Currently, the standard treatment for GBM is RT combined with TMZ [4]. Because radiation can induce galectin-1 expression in glioma cells [41], inhibition of galectin-1 expression is important for RT. Danhier et al. reported in an animal study that knockdown of galectin-1 and EGFR using nanocapsules can decrease TMZ resistance in glioblastoma [42]. TMZ also effectively knocks down galectin-1 [9, 43]. Therefore, the combination of TMZ and RT may be successful therapy.

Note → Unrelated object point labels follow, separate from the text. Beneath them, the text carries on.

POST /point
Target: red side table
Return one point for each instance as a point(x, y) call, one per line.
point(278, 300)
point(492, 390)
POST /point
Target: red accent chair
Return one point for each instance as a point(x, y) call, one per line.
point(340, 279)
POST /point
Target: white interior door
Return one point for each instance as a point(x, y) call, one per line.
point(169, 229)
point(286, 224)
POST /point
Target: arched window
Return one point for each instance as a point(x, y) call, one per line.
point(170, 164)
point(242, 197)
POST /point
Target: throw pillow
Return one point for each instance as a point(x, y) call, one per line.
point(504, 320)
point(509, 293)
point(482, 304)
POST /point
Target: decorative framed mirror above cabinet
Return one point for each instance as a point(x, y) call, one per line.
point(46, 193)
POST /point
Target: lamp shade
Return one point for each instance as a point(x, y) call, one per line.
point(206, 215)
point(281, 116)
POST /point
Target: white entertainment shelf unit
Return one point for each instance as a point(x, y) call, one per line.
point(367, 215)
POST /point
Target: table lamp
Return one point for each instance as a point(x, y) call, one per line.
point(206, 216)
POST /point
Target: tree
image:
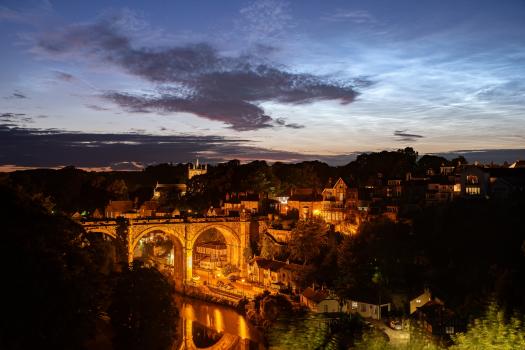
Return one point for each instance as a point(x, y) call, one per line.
point(51, 295)
point(307, 239)
point(143, 313)
point(122, 242)
point(492, 331)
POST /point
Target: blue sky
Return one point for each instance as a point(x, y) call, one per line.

The median survival of our GBM patients was 12.0 months, which was comparable to that in the European Organisation for Research and Treatment of Cancer - National Cancer Institute Canada (EORTC/NCIC) trial (12.1 months) [4]. In patients with and without MGMT methylation and undergoing RT alone, the median survival was 15.3 and 11.8 months [5], respectively. Although TMZ significantly improved the median survival in patients with MGMT methylation (from 15.3 to 21.7 months), this was not observed in those without MGMT methylation (from 11.8 to 12.7 months). In the present study, the median survival of patients with galectin-1 overexpression was 10.7 months, which is very similar to the median survival of patients without MGMT methylation. Despite a median survival of 27.9 months in patients with weak galectin-1 expression, the proportion of this favorable group was low, at 32.4%. Due to the lack of test reagents in our hospital, we failed to obtain the MGMT promotor methylation status, which may affect the efficacy of TMZ. In this study, all the patient received brain RT only without planned concurrent nor adjuvant TMZ. Further analysis of the effect of TMZ in patients with weak and strong galectin-1 expression is encouraged.

Galectin-3 is a common molecule studied in cancer research, especially in colon cancer, whereas only one study [44] involving an animal model has reported that galectin-3 is associated with GBM progression. Regardless, our results do not prove that galectin-3 is a prognostic factor compared with galectin-1. Galectin-1 and galectin-3 are associated with H-ras [45] and K-ras [46] signals, respectively, and H-ras [24, 47,48,49] but not K-ras is involved in GBM progression. Therefore, further in vitro and in vivo research is encouraged to determine the roles of galectin-1 and -3 in GBM radioresistance.

The limitations of this study are its retrospective nature and limited sample size. According to the national law of human research, informed consent for research should be obtained for work performed in our country after 2002. As we could only include patients before 2002, and the sample size was therefore small. Because these patients were treated a long time ago, almost all were dead, their charts were destroyed, and the time to progression could not be confirmed. Nonetheless, the time to progression and the survival time were correlated in patients who underwent imaging follow-up; not all patients were evaluated for time to progression, yet galectin-1 remained a significant factor of GBM progression after RT. In addition, MGMT promoter methylation is associated with patient response to alkylating agents and OS. Because the proportion of MGMT promoter methylation in the included patients was undetermined, it remains unclear whether galectin-1 expression may affect the importance of the MGMT promoter methylation status for prognosis. Future studies are required to analyze the effect of other factors, such as MGMT methylation promoter status.


Ggalectin-1 expression is a poor prognostic factor for patients with GBM treated with adjuvant RT. Studies investigating the targeting of galectin-1 for radioresistance are encouraged in an effort to treat this aggressive brain tumor.